Neumann's remarks echoes statements by General Motors chief executive Dan Akerson over his plans to differentiate the two GM brands in Europe. He recently told Automotive News Europe that he is frustrated by the "confusing" overlap between Opel and Chevrolet in Europe. He likened the discord between Opel and Chevrolet to "retro GM," when its market strategy in the US was filled with overlapping brands.
There seems to be a gap between statements by Akerson and Neumann and those of Chevrolet Europe chief Thomas Sedran. Sedran remarked at the Frankfurt auto show in September that there is "very little interaction between" Opel and Chevrolet. GM has been trying to differentiate the two brands; moving Opel upmarket and making Chevrolet an entry-level player.

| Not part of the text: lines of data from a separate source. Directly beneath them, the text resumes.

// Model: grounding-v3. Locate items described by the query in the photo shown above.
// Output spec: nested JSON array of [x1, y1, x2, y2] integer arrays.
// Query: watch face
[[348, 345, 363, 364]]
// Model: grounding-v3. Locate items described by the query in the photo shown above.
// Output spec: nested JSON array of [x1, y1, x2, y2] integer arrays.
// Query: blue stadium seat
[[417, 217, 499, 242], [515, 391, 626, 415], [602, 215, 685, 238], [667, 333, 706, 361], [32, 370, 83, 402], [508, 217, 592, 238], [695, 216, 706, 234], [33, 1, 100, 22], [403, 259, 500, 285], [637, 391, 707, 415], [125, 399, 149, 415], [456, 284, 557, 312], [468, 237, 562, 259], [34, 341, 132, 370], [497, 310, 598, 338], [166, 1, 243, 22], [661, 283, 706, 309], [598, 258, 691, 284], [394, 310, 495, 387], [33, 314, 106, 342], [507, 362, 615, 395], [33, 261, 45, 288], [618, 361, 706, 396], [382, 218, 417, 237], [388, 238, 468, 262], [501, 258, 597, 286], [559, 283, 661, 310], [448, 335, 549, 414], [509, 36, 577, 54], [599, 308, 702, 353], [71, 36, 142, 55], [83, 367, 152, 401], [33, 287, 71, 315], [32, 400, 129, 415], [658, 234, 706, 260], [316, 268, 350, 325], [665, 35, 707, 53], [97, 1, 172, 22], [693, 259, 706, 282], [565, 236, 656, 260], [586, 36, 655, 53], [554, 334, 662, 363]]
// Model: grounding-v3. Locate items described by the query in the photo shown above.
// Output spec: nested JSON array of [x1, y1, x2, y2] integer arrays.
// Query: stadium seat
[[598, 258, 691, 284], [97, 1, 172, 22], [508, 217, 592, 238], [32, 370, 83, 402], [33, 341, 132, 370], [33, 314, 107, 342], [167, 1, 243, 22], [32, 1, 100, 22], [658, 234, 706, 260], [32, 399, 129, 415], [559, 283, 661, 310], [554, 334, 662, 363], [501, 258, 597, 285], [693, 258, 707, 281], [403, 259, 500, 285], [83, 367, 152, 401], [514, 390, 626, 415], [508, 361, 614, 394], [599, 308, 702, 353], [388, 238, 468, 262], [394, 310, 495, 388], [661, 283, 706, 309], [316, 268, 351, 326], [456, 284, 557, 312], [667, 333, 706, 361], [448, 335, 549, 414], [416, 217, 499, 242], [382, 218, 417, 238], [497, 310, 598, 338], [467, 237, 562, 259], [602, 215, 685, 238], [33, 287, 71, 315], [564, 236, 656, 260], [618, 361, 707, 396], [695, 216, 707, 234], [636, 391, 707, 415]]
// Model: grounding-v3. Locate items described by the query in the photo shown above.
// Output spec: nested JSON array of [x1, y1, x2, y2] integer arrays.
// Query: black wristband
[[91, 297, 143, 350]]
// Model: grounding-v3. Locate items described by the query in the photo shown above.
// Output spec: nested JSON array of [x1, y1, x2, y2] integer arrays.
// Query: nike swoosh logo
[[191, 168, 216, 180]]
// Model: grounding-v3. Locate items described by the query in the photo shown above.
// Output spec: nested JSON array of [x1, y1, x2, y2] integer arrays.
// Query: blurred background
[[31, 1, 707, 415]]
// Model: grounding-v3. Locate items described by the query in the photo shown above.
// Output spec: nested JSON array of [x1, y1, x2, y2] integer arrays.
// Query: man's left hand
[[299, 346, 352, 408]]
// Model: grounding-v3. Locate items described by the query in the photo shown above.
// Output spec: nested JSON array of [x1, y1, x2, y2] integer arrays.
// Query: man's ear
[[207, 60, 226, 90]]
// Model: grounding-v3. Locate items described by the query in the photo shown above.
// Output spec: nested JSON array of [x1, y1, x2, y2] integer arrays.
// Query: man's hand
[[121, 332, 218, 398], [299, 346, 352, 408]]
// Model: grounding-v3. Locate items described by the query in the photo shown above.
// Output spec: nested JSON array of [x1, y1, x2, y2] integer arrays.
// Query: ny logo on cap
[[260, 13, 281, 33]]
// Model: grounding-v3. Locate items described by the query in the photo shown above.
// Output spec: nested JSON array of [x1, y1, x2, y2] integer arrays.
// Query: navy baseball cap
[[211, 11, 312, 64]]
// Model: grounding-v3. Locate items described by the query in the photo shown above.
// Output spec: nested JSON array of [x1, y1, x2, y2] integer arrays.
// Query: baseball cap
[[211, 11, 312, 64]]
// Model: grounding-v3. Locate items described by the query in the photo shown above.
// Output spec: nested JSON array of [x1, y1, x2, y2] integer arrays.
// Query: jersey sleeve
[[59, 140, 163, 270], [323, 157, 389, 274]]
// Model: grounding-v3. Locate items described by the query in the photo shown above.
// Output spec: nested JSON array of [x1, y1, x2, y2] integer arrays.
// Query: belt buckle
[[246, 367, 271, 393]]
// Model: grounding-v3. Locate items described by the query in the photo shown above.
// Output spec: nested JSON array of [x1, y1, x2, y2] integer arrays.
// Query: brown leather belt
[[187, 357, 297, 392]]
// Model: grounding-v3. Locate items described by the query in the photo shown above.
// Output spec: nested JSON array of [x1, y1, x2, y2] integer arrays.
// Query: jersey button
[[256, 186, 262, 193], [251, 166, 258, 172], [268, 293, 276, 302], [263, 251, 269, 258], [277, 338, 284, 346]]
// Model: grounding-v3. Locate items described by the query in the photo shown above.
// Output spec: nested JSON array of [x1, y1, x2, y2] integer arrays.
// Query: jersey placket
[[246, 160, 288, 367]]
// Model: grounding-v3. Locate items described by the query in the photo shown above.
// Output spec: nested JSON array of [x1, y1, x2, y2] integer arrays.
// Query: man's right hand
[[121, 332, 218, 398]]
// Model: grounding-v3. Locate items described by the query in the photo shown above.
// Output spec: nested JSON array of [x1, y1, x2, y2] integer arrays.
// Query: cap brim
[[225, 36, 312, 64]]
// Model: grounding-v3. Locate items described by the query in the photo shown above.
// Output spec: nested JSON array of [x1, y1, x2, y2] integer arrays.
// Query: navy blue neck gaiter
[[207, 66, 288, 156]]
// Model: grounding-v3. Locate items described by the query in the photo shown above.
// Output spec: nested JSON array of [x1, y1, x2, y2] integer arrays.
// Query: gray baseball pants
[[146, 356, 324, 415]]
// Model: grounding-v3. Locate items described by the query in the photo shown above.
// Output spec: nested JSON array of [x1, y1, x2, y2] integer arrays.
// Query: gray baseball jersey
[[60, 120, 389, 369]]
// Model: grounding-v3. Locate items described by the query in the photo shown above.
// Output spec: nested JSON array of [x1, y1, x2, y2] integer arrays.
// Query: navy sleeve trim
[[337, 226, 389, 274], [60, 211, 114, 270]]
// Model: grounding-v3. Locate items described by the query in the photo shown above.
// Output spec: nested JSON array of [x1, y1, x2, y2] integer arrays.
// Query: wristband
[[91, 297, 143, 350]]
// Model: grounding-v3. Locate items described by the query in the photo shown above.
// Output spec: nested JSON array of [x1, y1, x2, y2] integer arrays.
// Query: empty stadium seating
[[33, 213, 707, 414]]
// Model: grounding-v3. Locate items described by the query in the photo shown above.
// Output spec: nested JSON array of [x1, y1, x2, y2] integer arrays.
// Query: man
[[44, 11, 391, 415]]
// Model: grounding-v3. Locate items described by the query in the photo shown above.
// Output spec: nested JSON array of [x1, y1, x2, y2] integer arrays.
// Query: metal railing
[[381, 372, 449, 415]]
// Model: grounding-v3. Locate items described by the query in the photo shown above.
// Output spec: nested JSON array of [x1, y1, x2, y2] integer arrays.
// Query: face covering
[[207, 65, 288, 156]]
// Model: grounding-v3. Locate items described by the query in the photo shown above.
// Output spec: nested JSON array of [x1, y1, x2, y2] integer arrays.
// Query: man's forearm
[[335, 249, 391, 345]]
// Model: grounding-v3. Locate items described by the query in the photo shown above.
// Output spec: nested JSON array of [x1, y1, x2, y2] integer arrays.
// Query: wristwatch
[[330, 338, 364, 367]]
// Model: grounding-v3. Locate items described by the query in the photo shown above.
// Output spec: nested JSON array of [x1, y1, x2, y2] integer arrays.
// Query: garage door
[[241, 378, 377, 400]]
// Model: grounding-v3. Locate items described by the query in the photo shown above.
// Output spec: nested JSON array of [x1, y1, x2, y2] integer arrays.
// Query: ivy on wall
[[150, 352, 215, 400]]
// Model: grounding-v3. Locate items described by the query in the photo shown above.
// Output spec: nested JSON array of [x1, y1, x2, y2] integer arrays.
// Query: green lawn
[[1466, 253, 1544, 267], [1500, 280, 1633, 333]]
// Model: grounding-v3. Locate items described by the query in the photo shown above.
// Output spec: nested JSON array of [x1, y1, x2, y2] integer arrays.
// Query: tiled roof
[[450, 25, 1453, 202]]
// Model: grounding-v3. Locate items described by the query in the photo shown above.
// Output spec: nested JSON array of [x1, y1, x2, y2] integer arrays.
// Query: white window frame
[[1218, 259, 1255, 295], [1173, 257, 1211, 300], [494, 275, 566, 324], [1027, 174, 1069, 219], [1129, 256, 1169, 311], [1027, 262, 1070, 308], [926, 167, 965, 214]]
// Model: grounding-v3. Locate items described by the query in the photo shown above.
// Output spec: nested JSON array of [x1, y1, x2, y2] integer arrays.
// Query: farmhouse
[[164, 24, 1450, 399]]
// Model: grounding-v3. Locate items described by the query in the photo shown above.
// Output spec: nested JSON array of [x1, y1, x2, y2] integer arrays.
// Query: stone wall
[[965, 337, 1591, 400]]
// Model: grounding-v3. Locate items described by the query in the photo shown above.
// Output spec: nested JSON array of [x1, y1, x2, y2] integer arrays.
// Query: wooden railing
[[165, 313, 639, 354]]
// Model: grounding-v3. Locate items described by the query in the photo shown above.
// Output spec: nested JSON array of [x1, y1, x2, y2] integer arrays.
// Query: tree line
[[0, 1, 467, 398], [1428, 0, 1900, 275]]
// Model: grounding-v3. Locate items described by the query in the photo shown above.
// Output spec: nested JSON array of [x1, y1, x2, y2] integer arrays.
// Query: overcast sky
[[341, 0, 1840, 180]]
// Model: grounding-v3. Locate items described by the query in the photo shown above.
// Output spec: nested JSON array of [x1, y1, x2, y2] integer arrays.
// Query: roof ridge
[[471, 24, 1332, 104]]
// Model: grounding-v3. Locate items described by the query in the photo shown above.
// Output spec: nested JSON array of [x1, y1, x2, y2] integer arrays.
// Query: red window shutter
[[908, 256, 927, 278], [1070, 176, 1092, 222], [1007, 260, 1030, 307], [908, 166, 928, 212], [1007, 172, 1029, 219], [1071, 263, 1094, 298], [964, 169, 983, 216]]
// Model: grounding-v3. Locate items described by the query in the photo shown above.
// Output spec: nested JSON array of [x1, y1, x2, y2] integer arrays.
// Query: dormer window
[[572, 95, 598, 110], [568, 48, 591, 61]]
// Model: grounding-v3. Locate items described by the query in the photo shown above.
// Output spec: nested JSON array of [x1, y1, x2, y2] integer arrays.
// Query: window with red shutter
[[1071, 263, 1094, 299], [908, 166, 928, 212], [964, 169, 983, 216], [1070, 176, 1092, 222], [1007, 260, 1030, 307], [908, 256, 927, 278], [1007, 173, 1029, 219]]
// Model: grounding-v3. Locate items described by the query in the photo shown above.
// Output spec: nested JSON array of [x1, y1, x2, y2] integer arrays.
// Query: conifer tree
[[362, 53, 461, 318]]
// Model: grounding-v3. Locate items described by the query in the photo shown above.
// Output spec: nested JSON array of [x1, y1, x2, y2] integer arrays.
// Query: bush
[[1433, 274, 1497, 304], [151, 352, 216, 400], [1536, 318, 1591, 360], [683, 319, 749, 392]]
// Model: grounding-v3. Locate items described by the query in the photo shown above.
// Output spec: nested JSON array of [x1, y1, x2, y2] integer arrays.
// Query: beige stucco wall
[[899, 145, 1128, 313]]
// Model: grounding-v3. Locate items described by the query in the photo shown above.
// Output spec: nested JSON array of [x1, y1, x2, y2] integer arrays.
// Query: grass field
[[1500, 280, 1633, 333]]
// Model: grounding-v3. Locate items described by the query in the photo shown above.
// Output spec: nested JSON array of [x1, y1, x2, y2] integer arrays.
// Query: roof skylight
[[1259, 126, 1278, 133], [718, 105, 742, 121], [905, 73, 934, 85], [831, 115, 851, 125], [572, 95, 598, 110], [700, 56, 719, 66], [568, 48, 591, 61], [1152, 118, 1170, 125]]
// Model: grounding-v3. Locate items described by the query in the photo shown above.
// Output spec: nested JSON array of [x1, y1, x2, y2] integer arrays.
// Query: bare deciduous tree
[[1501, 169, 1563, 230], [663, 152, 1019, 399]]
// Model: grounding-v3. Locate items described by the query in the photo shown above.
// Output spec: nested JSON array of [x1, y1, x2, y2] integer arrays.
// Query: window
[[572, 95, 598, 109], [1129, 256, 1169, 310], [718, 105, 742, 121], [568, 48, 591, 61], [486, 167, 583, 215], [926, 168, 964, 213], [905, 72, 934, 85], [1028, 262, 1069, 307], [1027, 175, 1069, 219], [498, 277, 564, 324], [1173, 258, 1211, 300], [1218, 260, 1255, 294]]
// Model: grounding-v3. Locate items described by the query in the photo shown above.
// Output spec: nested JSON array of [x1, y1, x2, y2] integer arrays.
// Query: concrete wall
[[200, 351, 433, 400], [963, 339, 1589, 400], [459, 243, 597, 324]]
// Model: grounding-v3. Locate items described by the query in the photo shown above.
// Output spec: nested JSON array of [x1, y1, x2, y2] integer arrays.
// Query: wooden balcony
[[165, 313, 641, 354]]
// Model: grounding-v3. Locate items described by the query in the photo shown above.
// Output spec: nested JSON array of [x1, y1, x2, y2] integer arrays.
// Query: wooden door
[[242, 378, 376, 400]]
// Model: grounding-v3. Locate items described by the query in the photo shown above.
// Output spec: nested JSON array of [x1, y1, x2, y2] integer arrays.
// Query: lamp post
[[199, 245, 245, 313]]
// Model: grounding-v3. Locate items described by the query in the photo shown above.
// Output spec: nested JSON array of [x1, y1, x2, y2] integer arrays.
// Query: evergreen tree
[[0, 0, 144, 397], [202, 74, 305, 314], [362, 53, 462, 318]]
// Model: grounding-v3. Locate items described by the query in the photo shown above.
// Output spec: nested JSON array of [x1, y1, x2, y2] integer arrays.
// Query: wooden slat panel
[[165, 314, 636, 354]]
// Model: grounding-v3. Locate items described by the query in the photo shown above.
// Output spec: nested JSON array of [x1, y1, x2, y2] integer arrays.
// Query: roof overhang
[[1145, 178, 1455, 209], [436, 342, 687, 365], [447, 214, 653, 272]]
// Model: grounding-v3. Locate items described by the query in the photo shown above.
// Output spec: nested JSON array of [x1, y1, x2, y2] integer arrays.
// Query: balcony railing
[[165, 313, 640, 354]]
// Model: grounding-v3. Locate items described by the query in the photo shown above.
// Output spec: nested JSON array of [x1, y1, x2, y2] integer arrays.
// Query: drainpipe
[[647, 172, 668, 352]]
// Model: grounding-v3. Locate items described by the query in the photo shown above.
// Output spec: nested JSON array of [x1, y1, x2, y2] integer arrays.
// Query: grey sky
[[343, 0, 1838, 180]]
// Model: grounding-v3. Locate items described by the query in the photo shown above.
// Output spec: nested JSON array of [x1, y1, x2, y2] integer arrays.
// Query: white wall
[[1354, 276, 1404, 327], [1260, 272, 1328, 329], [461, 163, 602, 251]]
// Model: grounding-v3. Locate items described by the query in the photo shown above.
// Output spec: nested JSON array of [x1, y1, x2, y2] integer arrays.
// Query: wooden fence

Efforts were futile though as both brands remains to be viewed as similarly positioned, mainstream brands. Neumann remarked that Opel had already made steps to restructure its operations. He remarked that Opel’s market share in Europe has remained at 6.8 percent in the first 10 months of 2013. Despite that, he said that it was too early to celebrate, warning that "2014 will be another difficult year."